Clone the Codetta repository from GitHub with the command

git clone https://github.com/kshulgina/codetta
cd codetta

Python version and packages

Codetta was developed for Python version 3.7-3.9 on Linux and MacOS.

Type python --version into your terminal to check which version of Python you have. If you don't want to update your version of Python, you try using conda to create a virtual Python 3.9 environment using the commands

conda create --name py39 python=3.9
source activate py39

To ensure that the correct Python package versions are installed, use the command

python -m pip install -r requirements.txt

Otherwise, you can manually install the packages listed in the requirements.txt file.

Additional requirements

Codetta additionally requires:

  • wget and gzip: on Mac, use install commands brew install wget and brew install gzip. For Linux, you'll have to use your system's package management tool.

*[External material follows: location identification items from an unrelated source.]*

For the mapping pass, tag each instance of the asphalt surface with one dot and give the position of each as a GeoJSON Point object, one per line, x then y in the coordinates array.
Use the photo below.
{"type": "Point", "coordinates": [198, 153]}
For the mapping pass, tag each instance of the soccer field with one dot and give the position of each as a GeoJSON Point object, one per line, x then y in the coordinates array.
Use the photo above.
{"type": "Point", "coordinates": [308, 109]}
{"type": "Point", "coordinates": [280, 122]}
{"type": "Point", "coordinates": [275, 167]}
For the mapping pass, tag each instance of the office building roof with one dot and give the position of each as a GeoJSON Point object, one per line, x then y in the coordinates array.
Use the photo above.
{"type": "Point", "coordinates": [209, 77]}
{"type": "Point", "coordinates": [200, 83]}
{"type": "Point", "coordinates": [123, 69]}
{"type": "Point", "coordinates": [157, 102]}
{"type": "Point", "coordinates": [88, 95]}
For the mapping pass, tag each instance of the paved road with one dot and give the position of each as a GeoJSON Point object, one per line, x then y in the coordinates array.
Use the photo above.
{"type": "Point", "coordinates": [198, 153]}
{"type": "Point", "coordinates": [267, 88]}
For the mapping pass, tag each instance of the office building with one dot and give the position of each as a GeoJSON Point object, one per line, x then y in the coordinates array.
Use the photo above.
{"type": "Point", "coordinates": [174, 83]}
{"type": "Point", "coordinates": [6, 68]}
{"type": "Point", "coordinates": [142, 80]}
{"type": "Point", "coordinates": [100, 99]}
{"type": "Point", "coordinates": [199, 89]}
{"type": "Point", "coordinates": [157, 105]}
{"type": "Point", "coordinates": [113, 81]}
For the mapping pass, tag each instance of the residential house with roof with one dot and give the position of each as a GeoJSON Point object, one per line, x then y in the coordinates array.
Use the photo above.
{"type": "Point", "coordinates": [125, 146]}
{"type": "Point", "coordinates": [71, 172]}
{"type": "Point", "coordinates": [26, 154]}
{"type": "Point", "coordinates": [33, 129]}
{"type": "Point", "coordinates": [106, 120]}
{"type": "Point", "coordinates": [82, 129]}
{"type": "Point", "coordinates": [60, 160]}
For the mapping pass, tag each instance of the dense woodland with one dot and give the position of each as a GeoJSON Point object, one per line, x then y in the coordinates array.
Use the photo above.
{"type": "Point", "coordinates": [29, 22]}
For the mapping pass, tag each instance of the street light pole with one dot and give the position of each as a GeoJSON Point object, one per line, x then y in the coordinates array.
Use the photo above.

  • HMMER (v3.1b2) and Easel library: the commands shown below will install these programs into codetta/hmmer-3.1b2. For more detail on installation, see the HMMER user's guide. This specific version of HMMER (v3.1b2) is required to reproduce the results in Shulgina & Eddy (2021). Codetta may work with other versions of HMMER3, as long as the same version of HMMER is used to build the Pfam database.

      wget http://eddylab.org/software/hmmer/hmmer-3.1b2.tar.gz
      tar xf hmmer-3.1b2.tar.gz
      rm hmmer-3.1b2.tar.gz 
      cd hmmer-3.1b2
      pwd | xargs -I {} ./configure --prefix={}
      make
      make install
      cd easel; make install
      cd ../..
    

    Codetta will expect to find the HMMER and Easel programs in the directory codetta/hmmer-3.1b2/bin unless otherwise specified in the --hmmer_directory argument.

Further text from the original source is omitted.